Tehran, Purna Warta – Tahun baru matahari Iran, 1400 yaitu sekitar bulan April 2021, dibuka dengan seperangkat perundingan resolusi nuklir, JCPOA. Tehran mengirim delegasi bertemu dengan anggota 4+1 (Jerman, Prancis, Rusia, China dan Inggris) dan setuju untuk melanjutkan konferensi langsung pasca pertemuan virtual di 2 April 2021.
Gran Hotel Wien dipilih menjadi tempat konferensi dan di sisi lain, Eropa terus menghubungi sekutu Amerika-nya.

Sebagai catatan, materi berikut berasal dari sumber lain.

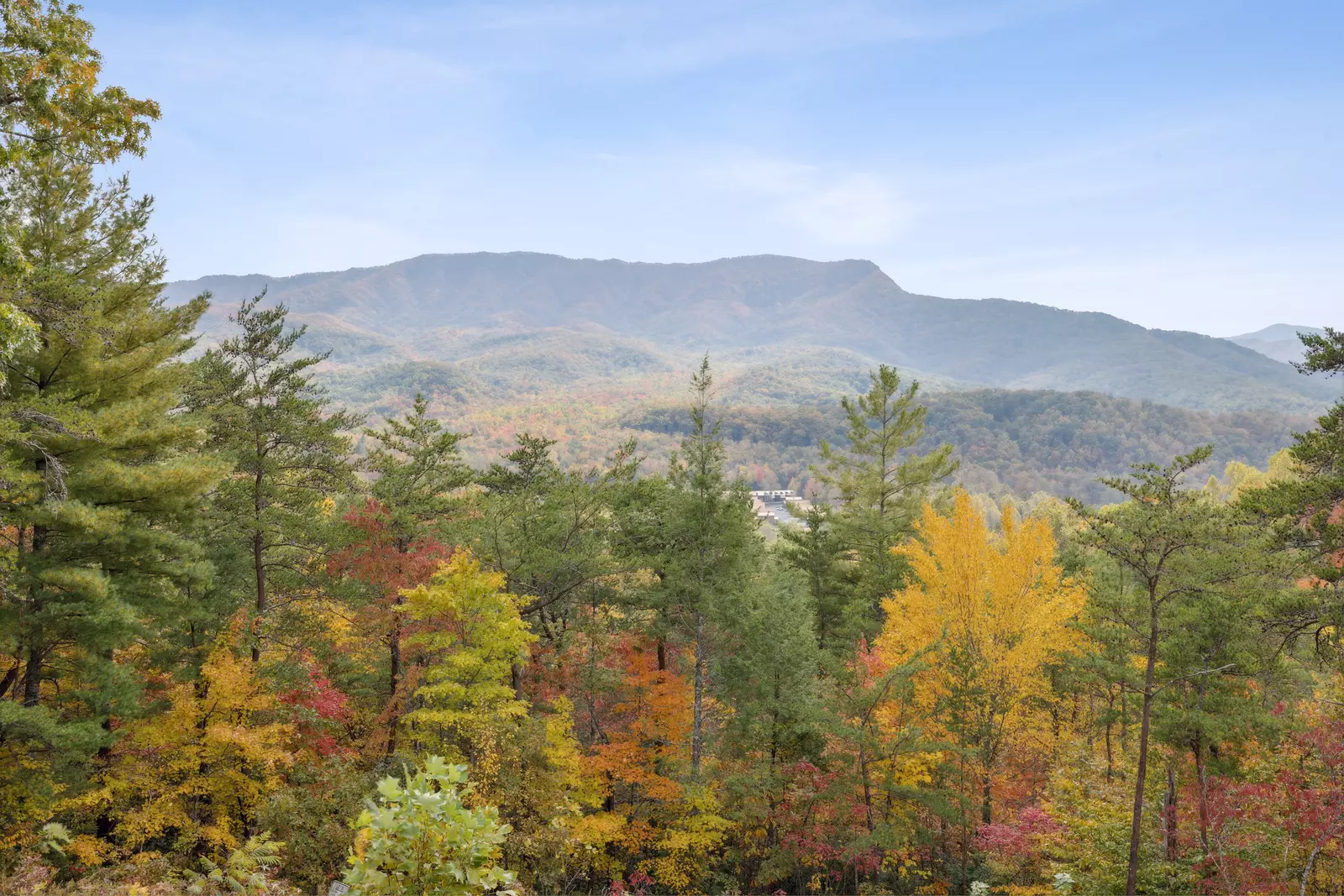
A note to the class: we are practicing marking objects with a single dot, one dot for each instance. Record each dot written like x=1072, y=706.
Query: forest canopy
x=253, y=641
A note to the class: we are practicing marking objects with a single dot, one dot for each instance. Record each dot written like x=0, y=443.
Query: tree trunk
x=1202, y=778
x=33, y=674
x=1142, y=777
x=1169, y=819
x=698, y=710
x=37, y=649
x=261, y=593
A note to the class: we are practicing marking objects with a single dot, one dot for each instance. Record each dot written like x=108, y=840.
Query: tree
x=396, y=546
x=816, y=551
x=1307, y=513
x=710, y=544
x=199, y=772
x=105, y=476
x=289, y=456
x=879, y=483
x=988, y=616
x=54, y=112
x=423, y=837
x=550, y=530
x=1167, y=540
x=769, y=680
x=470, y=636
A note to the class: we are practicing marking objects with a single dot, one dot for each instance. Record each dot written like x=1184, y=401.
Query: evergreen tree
x=418, y=466
x=1167, y=539
x=816, y=551
x=1307, y=512
x=289, y=457
x=710, y=546
x=104, y=473
x=550, y=530
x=769, y=678
x=879, y=483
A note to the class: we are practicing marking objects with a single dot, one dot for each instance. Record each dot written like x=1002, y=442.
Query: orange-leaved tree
x=991, y=614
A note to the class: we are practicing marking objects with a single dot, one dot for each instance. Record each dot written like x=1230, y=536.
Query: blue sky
x=1178, y=164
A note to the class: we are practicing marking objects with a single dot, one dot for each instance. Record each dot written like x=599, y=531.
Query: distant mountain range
x=593, y=352
x=1277, y=340
x=526, y=322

Sedari waktu itulah, konferensi telah memasuki putaran ke-6 dan kota Wina, Austria, menjadi saksi konferensi dari 12 sampai 20 Juni, tepatnya 2 hari pasca Pemilu Iran.

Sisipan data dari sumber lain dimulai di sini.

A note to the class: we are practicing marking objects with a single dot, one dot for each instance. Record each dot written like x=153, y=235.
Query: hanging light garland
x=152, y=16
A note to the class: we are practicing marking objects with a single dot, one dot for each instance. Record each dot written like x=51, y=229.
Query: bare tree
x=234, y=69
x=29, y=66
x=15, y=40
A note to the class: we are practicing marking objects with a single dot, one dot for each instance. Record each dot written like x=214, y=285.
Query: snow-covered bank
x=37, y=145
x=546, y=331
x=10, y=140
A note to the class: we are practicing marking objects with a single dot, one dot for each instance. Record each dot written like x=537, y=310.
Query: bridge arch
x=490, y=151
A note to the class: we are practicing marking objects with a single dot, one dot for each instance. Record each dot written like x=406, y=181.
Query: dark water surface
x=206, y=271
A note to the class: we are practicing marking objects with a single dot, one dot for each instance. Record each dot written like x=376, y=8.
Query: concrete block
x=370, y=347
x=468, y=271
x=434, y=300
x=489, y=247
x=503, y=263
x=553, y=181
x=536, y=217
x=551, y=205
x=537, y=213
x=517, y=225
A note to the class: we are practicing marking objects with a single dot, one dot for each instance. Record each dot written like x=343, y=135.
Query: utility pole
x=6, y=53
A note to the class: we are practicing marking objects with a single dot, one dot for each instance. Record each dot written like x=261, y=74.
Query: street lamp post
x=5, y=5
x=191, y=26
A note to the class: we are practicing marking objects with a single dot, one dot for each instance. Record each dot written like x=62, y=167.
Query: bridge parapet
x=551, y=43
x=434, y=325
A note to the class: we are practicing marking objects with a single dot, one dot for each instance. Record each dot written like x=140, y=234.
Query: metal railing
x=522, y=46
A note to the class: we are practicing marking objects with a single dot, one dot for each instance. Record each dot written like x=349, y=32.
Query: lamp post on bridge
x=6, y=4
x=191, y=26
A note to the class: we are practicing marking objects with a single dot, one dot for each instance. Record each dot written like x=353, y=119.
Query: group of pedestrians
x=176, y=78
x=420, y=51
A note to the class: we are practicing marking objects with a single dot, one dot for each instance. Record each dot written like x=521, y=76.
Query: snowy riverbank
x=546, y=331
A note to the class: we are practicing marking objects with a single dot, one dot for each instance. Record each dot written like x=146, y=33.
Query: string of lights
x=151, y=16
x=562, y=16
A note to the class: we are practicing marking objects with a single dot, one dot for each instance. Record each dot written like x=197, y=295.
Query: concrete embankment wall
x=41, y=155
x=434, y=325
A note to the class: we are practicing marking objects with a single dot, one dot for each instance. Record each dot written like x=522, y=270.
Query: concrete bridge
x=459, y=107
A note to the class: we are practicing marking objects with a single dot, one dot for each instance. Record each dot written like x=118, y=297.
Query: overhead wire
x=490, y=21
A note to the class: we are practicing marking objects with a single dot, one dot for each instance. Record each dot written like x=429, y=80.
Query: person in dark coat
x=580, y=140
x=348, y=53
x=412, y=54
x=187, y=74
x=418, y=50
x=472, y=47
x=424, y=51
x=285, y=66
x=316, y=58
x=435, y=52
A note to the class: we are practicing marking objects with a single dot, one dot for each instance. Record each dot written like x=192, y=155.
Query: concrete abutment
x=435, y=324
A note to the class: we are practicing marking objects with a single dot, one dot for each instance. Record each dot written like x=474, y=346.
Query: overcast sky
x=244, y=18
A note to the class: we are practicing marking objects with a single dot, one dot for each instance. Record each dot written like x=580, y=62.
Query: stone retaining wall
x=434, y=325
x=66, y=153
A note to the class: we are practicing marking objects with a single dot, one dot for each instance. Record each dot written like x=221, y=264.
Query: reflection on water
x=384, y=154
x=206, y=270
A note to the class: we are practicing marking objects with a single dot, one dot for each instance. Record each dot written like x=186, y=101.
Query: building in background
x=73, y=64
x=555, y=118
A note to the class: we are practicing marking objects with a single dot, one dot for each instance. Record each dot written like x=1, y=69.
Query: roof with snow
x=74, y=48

Sayid Abbas Araghchi, Wakil Menlu Iran dan pemimpin delegasi Tehran dalam perundingan nuklir, pada tanggal 20 Juni di akhir perundingan menjelaskan hasil perundingan yang sedikit memuaskan dan menyatakan, “Kami sudah mendekati hasil akhir kinerja, akan tetapi perjalanan selanjutnya tidak akan sederhana.”
Baca Juga : Ancaman Muqamawah di Timur Furat
Semenjak akhir periode perundingan ke-6 sampai saat ini, terpampang segala jenis pernyataan di media-media mereaksi perundingan, baik dari pihak Eropa maupun Amerika.

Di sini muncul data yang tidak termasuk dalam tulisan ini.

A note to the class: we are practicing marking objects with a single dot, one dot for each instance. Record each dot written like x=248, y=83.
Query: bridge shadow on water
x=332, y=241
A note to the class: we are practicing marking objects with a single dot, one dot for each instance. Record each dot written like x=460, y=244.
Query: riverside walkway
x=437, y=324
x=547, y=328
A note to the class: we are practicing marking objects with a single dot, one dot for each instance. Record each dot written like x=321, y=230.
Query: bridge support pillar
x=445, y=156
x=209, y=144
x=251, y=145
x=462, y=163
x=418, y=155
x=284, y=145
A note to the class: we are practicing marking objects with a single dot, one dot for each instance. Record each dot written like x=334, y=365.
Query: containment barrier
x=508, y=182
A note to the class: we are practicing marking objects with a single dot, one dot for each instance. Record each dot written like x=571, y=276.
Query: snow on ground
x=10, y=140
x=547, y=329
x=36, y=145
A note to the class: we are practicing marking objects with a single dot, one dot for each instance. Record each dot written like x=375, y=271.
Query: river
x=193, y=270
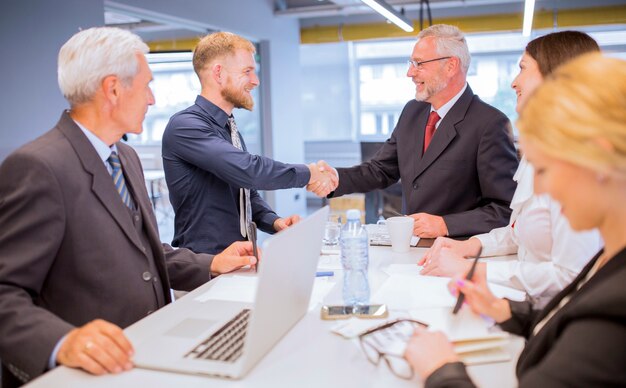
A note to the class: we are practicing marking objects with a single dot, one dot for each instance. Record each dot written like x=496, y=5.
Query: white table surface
x=309, y=355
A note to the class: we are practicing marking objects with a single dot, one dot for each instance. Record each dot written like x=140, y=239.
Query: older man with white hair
x=453, y=153
x=80, y=256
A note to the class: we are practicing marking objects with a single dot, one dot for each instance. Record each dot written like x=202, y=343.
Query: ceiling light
x=529, y=10
x=390, y=14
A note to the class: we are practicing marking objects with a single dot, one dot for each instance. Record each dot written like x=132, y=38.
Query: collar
x=445, y=108
x=214, y=111
x=103, y=150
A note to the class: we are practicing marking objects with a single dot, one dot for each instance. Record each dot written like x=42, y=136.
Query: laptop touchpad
x=190, y=328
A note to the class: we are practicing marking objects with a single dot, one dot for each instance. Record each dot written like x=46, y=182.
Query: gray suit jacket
x=466, y=175
x=69, y=251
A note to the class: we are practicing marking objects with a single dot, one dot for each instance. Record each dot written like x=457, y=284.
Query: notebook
x=225, y=338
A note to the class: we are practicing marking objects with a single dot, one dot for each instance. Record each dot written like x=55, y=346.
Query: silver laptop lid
x=285, y=284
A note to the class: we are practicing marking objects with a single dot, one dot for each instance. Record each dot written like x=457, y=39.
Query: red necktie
x=430, y=128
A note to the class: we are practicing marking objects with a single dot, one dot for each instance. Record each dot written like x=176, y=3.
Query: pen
x=395, y=213
x=255, y=250
x=470, y=274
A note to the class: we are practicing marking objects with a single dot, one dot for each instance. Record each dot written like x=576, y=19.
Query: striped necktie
x=118, y=179
x=245, y=207
x=433, y=118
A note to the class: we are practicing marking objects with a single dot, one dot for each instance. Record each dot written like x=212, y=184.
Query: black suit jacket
x=466, y=175
x=69, y=251
x=582, y=345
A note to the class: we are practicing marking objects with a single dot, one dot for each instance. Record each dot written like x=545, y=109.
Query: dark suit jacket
x=204, y=173
x=466, y=175
x=582, y=345
x=69, y=251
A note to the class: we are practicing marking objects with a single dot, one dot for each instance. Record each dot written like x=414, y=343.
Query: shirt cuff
x=52, y=362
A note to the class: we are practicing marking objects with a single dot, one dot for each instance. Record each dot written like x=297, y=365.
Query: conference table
x=310, y=355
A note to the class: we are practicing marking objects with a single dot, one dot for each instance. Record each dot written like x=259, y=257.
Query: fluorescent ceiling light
x=529, y=10
x=390, y=14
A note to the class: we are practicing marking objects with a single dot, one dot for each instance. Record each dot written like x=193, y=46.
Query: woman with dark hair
x=550, y=254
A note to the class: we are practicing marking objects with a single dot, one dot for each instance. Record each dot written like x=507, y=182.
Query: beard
x=431, y=87
x=238, y=97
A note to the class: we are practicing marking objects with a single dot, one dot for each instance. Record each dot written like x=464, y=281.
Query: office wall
x=255, y=20
x=31, y=34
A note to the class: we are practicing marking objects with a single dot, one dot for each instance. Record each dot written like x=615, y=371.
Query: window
x=364, y=85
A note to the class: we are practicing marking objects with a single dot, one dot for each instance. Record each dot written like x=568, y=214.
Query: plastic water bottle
x=354, y=259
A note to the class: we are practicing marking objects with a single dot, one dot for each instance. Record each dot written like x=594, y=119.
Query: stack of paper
x=472, y=336
x=379, y=235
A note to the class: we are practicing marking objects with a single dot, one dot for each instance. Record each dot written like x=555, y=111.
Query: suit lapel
x=102, y=183
x=445, y=133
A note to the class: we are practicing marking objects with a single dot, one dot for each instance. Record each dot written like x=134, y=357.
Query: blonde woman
x=573, y=131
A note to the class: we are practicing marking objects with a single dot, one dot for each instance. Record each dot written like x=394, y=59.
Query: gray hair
x=449, y=41
x=93, y=54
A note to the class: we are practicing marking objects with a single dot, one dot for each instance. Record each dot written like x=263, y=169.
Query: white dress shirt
x=550, y=254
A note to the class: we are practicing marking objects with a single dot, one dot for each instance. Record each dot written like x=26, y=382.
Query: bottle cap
x=353, y=214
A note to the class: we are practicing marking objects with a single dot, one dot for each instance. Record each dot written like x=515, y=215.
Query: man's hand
x=448, y=263
x=324, y=179
x=98, y=347
x=479, y=297
x=466, y=248
x=284, y=223
x=429, y=226
x=237, y=255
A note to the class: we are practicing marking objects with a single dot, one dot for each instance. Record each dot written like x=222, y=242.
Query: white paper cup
x=400, y=233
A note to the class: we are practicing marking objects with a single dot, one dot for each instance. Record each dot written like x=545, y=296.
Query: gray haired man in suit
x=80, y=256
x=453, y=153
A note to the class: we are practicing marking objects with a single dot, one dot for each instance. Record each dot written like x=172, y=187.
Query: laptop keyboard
x=226, y=344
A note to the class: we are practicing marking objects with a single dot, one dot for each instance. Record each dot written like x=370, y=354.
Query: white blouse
x=550, y=254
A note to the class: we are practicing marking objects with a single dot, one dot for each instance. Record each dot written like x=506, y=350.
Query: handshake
x=324, y=179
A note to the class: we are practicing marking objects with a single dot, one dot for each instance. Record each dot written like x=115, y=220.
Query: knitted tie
x=433, y=118
x=118, y=179
x=245, y=207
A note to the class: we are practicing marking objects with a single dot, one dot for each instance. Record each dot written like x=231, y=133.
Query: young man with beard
x=212, y=179
x=453, y=153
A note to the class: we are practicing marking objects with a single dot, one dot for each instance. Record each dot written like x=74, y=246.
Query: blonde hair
x=93, y=54
x=449, y=41
x=579, y=114
x=218, y=45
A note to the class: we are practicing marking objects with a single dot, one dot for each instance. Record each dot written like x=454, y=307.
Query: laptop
x=225, y=338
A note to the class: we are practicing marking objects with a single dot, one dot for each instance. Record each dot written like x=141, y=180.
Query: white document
x=379, y=235
x=406, y=289
x=243, y=289
x=401, y=292
x=233, y=288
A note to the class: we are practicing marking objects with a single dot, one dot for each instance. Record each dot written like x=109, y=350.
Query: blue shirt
x=204, y=173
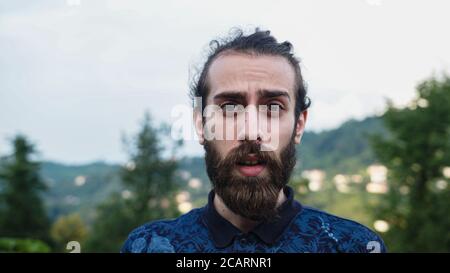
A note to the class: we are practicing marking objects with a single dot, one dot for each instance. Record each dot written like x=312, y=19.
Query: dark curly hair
x=260, y=42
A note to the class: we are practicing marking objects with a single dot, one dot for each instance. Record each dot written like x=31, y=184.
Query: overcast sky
x=74, y=74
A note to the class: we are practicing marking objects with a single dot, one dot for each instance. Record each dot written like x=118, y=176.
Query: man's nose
x=251, y=131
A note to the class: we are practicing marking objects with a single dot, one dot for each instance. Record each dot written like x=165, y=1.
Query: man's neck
x=243, y=224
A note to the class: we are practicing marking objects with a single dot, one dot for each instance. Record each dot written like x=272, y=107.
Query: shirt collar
x=223, y=232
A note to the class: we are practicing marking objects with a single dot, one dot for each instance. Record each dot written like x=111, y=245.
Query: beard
x=252, y=197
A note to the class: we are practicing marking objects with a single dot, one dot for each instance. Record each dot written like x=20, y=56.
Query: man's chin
x=251, y=171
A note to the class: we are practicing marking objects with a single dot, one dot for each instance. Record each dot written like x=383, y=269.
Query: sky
x=76, y=75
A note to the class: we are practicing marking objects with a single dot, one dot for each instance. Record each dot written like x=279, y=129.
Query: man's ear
x=198, y=123
x=300, y=128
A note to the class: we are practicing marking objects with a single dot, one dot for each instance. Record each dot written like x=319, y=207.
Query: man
x=251, y=208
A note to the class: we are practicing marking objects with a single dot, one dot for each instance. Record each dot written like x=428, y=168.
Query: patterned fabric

Sebulan berlalu pasca perundingan putaran ke-6, media-media memprediksikan konferensi nuklir yang akan segera berlangsung. Namun hingga mau memasuki Agustus ini, belum juga terlihat gerak-gerik menuju ke arah sana.
Di tengah waktu ini, pada tanggal 12 Juli, Mohammad Javad Zarif, Menteri Luar Negeri Iran, memaparkan laporan JCPOA ke Komisi Keamanan Nasional dan Politik Luar Negeri Dewan.
Menlu Javad Zarif kepada Ketua Komisi dalam catatannya menjelaskan, “Perundingan ini dilaksanakan di akhir periode pemerintahan keduabelas. (Perundingan) mendekati satu kesepakatan pengangkatan boikot dan sanksi ilegal AS dan saya berharap apa yang terjadi sekarang menjadi pondasi realisasi (pengangkatan boikot). Dengan pertolongan Tuhan Yang Maha Esa dan dengan petunjuk Pemimpin Revolusi Iran, dengan koordinasi Presiden terpilih dan dukungan Dewan Permusyawaratan, semoga pemerintah ketigabelas Iran mampu menyempurnakan realisasi hak-hak bangsa besar Iran dan menjadi sumber kepuasan rakyat bermartabat Iran.”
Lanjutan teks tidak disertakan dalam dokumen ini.